In this embodiment, the cooled stream exiting reboiler 59 via
conduit 158b could then be recombined with the cooled feed gas
exiting cooling pass 26 in conduit 118 (embodiment not shown in
FIG. 1). Although generally illustrated as including a single
reboiler 59, it should be understood that any suitable number of
reboilers, operable to withdraw streams at the same or different
mass transfer stages within distillation column 40, can be employed
in order to maintain the desired temperature and/or composition
profile therein.
[0036] According to one embodiment of the present invention, the
liquid product stream withdrawn from lower liquid outlet 58 of
distillation column 40 via conduit 136 can be enriched in C.sub.2
and heavier or C.sub.3 and heavier components. In the same or other
embodiments, the NGL product stream recovered in conduit 136 can
comprise at least 75, at least 80, at least 85, at least 90, or at
least 95 mole percent of C.sub.2 and heavier or C.sub.3 and heavier
components. Correspondingly, the NGL product stream can comprise
less than 25, less than 20, less than 15, less than 10, or less
than 5 mole percent of C.sub.1 and lighter or C.sub.2 and lighter
components, depending on the operation of NGL recovery facility 10.
Further, in one embodiment, the NGL product stream in conduit 136
can comprise at least 50, at least 65, at least 75, at least 85, at
least 90, at least 95, at least 97, or at least 99 percent of all
the C.sub.2 and heavier or C.sub.3 and heavier components
originally introduced into primary exchanger 24 via conduit 116.

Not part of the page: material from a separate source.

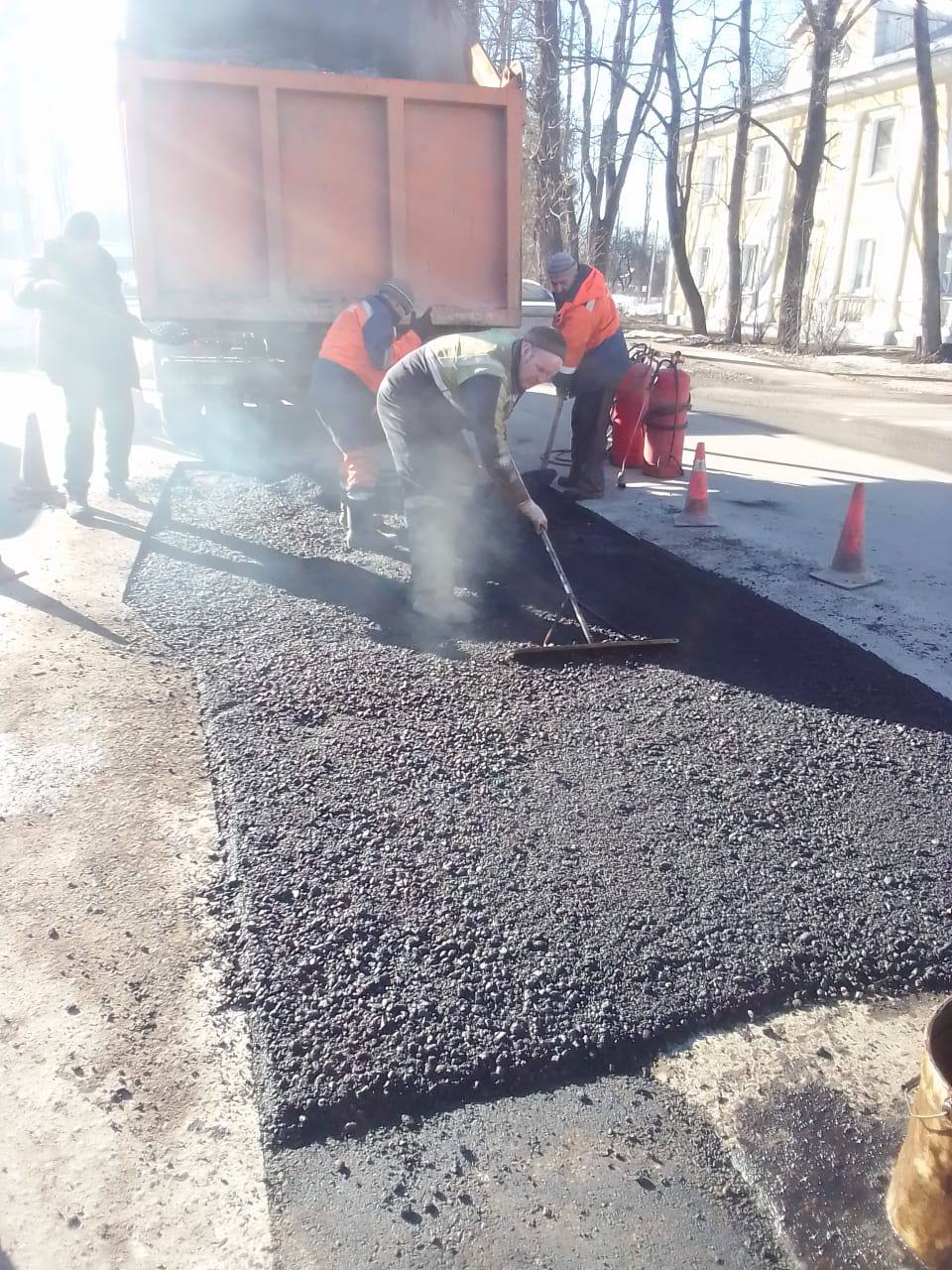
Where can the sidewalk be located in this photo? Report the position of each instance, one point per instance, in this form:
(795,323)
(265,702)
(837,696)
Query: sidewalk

That is, in some embodiments, processes and systems of the present
invention can have a C.sub.2+ or C.sub.3+ recovery of at least 50,
at least 65, at least 75, at least 85, at least 90, at least 95, at
least 97, or at least 99 percent. In one embodiment, the NGL
product stream in conduit 136 can subsequently be routed to a
fractionation zone (not shown) comprising one or more additional
separation vessels or columns, wherein individual product streams
enriched in, for example, C.sub.2, C.sub.3, and/or C.sub.4 and
heavier components can be produced for subsequent use, storage,
and/or further processing.
[0037] Turning now to refrigeration cycle 12 of NGL recovery
facility 10 depicted in FIG. 1, closed-loop refrigeration cycle 12
is illustrated as generally comprising a refrigerant compressor 60,
an optional interstage cooler 62 and interstage accumulator 64, a
refrigerant condenser 66, a refrigerant accumulator 68, and a
refrigerant suction drum 70. As shown in FIG. 1, a mixed
refrigerant stream withdrawn from suction drum 70 via conduit 170
can be routed to a suction inlet of refrigerant compressor 60,
wherein the pressure of the refrigerant stream can be increased.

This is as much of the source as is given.